After all, in several instances, there were sudden and dramatic one-year drops:  at Buffalo Grove, ELA scores for low-income students were 42% at grade level in 2017, but dropped to 17% in 2018, and only slightly recovered.  It is just as likely that the 42% was the outlier due to particularly strong efforts to motivate students in the first year of the test, as it is that there was a drop that related to worsening instruction.  The same thing happened at Wheeling (27% to 19%) and Hersey (51% to 39%, though with a post-pandemic recovery).  It seems also entirely possible that there are shifts when attitudes change, for instance when schools stop asking for SAT scores or when the claims of biased tests become a self-fulfilling prophesy.
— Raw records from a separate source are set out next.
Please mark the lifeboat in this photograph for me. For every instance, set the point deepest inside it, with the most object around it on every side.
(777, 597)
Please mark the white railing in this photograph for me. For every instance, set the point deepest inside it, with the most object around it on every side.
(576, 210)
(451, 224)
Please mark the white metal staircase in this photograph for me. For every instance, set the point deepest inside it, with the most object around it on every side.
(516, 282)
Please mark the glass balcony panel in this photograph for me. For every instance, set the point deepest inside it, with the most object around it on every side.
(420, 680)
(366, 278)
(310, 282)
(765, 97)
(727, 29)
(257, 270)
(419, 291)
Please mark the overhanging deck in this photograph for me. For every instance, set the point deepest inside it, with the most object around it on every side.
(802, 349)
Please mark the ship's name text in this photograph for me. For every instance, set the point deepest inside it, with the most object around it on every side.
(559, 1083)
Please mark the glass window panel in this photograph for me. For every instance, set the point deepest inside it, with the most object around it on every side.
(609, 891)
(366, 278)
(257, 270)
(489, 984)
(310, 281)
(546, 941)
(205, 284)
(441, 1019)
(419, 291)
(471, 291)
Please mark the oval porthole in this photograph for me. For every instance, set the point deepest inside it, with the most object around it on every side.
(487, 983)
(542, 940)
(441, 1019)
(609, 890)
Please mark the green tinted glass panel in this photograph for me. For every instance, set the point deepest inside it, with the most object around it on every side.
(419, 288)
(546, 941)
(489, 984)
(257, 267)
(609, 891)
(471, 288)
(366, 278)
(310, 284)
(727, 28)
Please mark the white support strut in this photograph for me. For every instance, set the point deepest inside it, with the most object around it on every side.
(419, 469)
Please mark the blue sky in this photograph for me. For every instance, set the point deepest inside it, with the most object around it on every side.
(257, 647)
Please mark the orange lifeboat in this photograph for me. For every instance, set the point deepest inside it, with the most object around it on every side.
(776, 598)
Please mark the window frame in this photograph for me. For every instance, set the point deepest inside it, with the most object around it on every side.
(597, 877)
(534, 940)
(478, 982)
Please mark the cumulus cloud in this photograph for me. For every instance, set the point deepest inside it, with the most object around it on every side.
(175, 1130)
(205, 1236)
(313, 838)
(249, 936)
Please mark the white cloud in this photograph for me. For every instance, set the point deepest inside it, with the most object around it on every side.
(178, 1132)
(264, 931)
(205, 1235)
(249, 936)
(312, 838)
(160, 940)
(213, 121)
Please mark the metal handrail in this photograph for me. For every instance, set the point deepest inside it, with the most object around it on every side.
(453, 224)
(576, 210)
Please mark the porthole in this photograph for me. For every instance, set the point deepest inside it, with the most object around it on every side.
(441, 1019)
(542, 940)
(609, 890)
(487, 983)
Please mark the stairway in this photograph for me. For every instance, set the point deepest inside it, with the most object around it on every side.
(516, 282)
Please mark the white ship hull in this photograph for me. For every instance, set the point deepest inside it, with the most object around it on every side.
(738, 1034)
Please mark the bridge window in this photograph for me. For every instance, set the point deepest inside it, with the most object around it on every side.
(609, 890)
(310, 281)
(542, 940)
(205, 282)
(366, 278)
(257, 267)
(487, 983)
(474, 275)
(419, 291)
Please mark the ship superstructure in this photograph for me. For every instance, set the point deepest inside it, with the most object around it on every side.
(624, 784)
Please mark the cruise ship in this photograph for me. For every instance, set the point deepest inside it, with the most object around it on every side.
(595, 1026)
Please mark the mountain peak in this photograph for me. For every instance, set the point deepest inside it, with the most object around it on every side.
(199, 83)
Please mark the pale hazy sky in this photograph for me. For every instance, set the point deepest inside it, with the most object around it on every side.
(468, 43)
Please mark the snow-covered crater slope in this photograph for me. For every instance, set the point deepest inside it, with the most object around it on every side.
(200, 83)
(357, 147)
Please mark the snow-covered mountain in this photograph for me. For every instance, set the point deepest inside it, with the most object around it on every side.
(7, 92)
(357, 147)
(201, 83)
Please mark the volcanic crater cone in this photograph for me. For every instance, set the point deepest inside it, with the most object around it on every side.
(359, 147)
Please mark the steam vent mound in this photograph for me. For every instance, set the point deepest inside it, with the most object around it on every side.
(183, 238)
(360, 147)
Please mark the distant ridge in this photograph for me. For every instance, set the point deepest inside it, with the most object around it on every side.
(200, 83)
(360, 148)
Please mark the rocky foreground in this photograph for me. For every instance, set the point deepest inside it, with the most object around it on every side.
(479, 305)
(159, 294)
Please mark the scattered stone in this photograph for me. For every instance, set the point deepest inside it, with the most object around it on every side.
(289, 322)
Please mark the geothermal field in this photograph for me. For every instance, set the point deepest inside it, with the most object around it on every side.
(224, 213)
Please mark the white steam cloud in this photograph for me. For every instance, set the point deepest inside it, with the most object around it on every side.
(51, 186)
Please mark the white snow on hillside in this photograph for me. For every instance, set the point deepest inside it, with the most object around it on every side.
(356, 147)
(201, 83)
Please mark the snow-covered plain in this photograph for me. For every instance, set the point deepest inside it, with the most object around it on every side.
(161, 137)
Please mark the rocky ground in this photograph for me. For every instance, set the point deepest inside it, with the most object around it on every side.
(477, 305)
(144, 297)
But despite these caveats, it can’t possibly be acceptable that only 14% of Elk Grove low income students met that “grade level” cut-off,  or 12%/18% (ELA/Math) did at Wheeling in 2022.  It’s not OK to shrug this off because Niche produces a good “score” or because D214 as a district isn’t seeing property values tumble due to perceptions.

Now, I’ve never claimed to be a subject matter expert, but it certainly stands to reason that we need to direct more resources towards student learning.  I also believe that if the district was more open about the students’ needs and struggles, community members would step up and be a part of volunteer programs.